Monday, December 10, 2018

What did Donald Trump do today?

He lied about what is and isn't a crime.

Since Democrats won control of the House, Trump's tweets have become noticeably more defensive, often explicitly taking on the tone of a criminal defendant. That was on display in this morning's Twitter offering:

“Democrats can’t find a Smocking Gun tying the Trump campaign to Russia after James Comey’s testimony. No Smocking Gun...No Collusion.” @FoxNews That’s because there was NO COLLUSION. So now the Dems go to a simple private transaction, wrongly call it a campaign contribution,.......which it was not (but even if it was, it is only a CIVIL CASE, like Obama’s - but it was done correctly by a lawyer and there would not even be a fine. Lawyer’s liability if he made a mistake, not me). Cohen just trying to get his sentence reduced. WITCH HUNT!

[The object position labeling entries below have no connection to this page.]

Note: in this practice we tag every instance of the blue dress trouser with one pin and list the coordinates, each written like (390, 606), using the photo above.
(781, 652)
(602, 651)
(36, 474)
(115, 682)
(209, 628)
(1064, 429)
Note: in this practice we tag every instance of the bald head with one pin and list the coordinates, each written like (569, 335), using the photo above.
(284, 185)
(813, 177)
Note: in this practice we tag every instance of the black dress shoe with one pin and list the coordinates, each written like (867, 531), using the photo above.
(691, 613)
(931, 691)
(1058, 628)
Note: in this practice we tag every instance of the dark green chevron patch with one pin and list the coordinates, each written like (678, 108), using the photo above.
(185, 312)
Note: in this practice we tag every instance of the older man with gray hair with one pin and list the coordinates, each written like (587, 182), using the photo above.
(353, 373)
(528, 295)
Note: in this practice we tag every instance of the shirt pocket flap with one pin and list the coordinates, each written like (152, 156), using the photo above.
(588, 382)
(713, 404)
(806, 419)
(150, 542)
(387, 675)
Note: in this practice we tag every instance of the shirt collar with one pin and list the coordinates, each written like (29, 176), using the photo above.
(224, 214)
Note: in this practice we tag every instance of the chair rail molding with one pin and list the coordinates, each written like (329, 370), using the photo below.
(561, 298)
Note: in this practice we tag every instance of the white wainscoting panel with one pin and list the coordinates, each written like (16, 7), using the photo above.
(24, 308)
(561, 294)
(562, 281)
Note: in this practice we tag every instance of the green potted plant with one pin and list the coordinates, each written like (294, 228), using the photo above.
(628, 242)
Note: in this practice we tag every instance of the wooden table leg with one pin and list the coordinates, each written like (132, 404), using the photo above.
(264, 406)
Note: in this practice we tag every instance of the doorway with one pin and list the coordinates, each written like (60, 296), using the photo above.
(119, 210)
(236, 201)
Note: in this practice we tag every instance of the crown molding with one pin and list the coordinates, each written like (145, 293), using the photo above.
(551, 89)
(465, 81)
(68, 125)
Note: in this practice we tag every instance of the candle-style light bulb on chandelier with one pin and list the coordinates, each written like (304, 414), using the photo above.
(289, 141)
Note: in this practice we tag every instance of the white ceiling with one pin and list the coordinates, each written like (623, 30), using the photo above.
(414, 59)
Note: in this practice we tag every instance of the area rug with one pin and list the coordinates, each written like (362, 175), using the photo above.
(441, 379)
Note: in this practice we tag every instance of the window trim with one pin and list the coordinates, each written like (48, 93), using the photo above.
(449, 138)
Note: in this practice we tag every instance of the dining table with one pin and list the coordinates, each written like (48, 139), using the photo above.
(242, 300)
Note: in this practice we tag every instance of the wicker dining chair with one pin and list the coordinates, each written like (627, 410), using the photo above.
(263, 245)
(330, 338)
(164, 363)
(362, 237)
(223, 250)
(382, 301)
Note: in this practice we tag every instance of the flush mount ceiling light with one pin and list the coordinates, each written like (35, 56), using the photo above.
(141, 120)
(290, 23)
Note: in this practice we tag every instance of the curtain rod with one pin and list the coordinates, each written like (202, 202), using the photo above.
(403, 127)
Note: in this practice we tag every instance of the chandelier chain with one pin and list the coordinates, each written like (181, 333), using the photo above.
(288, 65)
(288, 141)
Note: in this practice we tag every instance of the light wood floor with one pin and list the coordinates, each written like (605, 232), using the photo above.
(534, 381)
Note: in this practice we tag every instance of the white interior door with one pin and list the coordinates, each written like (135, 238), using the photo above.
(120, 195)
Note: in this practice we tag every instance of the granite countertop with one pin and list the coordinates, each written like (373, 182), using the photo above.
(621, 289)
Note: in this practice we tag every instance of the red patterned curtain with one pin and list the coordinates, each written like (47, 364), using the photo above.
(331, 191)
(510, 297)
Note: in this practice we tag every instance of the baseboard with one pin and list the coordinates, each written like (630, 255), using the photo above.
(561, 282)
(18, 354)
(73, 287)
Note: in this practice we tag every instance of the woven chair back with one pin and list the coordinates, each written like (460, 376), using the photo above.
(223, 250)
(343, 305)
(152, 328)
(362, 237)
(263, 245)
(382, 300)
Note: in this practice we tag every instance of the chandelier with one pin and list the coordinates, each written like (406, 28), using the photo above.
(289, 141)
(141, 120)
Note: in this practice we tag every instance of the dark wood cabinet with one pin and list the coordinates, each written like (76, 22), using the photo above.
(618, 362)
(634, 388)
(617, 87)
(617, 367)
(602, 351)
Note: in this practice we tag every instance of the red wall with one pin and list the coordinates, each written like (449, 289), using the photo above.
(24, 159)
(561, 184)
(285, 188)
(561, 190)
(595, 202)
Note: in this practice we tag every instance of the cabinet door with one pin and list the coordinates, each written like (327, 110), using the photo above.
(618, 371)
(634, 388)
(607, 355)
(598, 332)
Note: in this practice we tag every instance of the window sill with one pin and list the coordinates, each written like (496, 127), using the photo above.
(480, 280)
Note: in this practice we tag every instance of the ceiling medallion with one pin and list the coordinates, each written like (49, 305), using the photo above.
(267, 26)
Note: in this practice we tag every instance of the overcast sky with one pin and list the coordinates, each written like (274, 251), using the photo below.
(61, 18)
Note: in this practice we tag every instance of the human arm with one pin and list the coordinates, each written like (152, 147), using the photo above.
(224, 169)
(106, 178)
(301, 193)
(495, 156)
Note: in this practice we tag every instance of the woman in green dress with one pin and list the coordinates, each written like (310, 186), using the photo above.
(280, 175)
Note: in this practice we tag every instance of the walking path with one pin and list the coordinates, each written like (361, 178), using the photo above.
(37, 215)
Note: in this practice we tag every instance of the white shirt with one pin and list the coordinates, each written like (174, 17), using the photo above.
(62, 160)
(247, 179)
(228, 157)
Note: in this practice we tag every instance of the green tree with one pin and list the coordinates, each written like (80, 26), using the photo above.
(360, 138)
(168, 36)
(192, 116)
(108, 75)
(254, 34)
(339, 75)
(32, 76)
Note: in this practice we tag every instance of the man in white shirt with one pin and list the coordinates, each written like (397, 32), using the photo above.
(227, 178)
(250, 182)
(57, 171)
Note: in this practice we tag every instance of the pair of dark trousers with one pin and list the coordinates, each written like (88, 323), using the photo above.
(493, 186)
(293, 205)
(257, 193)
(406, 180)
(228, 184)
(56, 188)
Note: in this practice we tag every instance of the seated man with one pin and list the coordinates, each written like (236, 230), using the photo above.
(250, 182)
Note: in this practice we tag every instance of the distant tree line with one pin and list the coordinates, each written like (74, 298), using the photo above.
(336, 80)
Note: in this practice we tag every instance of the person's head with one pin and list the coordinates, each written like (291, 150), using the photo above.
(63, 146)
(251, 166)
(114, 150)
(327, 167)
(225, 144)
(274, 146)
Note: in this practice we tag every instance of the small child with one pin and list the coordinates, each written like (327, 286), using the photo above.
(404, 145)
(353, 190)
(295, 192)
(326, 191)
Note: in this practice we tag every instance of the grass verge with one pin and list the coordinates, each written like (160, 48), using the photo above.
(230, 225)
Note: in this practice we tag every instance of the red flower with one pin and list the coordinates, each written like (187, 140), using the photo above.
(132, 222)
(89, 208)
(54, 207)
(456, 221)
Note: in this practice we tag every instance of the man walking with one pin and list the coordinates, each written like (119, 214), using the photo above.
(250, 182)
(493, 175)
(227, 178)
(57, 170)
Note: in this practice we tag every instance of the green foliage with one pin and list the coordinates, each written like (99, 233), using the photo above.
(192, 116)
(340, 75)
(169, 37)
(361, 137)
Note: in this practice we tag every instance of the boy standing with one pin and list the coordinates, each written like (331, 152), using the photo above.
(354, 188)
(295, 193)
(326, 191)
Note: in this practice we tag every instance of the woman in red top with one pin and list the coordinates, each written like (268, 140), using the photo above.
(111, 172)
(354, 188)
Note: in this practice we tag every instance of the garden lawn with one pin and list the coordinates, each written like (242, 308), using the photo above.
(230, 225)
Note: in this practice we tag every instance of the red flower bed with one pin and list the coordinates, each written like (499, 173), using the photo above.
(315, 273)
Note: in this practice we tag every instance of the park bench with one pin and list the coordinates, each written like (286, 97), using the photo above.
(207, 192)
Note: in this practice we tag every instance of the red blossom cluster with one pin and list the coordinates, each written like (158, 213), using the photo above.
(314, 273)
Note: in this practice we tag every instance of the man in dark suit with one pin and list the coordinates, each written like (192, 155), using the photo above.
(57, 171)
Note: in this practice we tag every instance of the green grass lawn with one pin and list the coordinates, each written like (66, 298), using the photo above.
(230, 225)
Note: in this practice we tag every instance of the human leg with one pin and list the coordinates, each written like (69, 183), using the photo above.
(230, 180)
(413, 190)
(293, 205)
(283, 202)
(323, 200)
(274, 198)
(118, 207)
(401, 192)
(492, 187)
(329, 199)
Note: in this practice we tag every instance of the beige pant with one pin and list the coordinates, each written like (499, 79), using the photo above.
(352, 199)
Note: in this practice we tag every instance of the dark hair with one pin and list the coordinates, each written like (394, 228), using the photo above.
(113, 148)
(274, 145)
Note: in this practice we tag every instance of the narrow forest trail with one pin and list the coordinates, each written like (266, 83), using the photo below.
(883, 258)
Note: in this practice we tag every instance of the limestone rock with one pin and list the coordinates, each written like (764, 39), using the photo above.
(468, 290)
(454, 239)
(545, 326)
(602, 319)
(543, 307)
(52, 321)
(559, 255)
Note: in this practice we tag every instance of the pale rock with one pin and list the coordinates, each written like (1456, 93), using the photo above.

While many commentators had fun with Trump's search for a "smocking" gun, the real issue here is Trump's legal analysis. Last week, in issuing a sentencing recommendation for Trump's "fixer" Michael Cohen, prosecutors in the Southern District of New York said that Cohen had "acted in coordination with and at the direction of" Trump. The list of crimes that Trump has been implicated in by his own Justice Department, strictly because of his attempts to hide his extramarital affairs with hush money, include:

  • making contributions in another person's name. Trump did this by "laundering" his hush money payment to porn actress Stormy Daniels through Cohen. (52 U.S. Code § 30122)
  • failure to report contributions. Trump is entitled to pay as much hush money to sex partners as he likes with his own money, but if he does that to influence the election, it is a self-contribution and must be reported, which he never did. (52 U.S. Code § 30104, (a)(6)(b)(i))
  • soliciting illegal contributions. According to federal prosecutors, Trump ordered Cohen to pay Daniels an amount in excess of the limit that Cohen could make as an individual contribution to Trump's campaign. (52 U.S. Code § 30116) It is illegal under any number of federal statues to induce someone to commit a criminal act.

Trump's claim that such acts would be civil infractions—the equivalent of parking tickets—is wrong. Federal criminal penalties for all such acts exist (52 U.S. Code § 30109) and are routinely sought by prosecutors, when it can be shown that the candidates committing them did so knowingly and willfully.

Why is this bad?

  • It's wrong to break the law in order to deceive voters.
  • Presidents are not above the law.
  • This is arguably the least serious indictable felony Trump is thought to have committed in an attempt to get elected.